VR experiences don’t have to be single-person exploration. Facebook is among the giants betting big on social virtual world experiences. Facebook’s existence owes itself to understanding that humans are social beings, and while it can be nice to retreat into your own virtual world, positive peer-to-peer interaction is more emotionally stimulating. When applied to imparting utility in a VR pop-up shop, the experience can expand to include social shopping. VR pop-up shops can provide a shared environment where we connect with our friends and family to ask for their opinions between colors and styles. Or, in an interactive VR experience, friends and family could also “travel” and participate in a branded expedition together. Emailing, text messaging, and video chat have all played a part in revolutionizing how we communicate and collaborate, but those mediums don’t have the ability to let us engage with someone as if they were right beside us and living the same moments.

Memorable kinetic experiences like these are what you can impart with VR as a digital tactic that reinforces the online-to-offline loop. The goal for a VR experience is to deliver a strong narrative and utility.

VR Was What Brands Have Been Unable to Articulate All These Years

When creating a VR experience, the entire virtual world is a data environment, giving you precise measurement and metrics on engagement, specifically the subtleties in ‘likes’ and ‘dislikes’ that can’t be gauged by an impulsive tap of a button. This data can be leveraged to deliver more individualized experiences on demand.

VR pop-up shops can function any way you want, from wild experiences unlike anything in real life to live product rotations for each unique customer. Shelf space is unlimited and using the aforementioned VR-unique data environment, the consumer has a personalized inventory that doesn’t inundate them with unwanted content. People can have access to in-house stylists from around the world and socialize with them for product advice, or unite with friends and family to explore a shared virtual space. Social shopping could also be a community hang out spot where people can meet other fans of your brand.

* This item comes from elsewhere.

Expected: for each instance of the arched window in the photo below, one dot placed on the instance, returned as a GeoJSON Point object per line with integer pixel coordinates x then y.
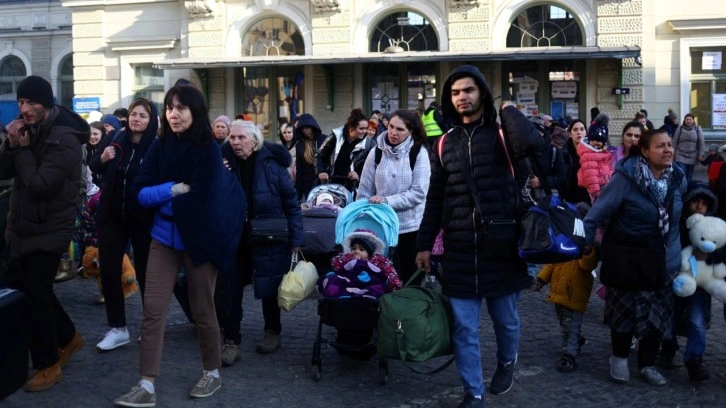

VR is the medium brands and tech companies have been trying to mimic in 2D, developing and using tools like “stories” and “live” to bring everyone closer to the experience. Innovative brands have done impressive work within the limitations of tried and tested online tools, and I believe that, rather than searching for ways around the glass screen, it’s time that we use VR’s available tools to remove the barriers and revolutionize the way we connect with one another.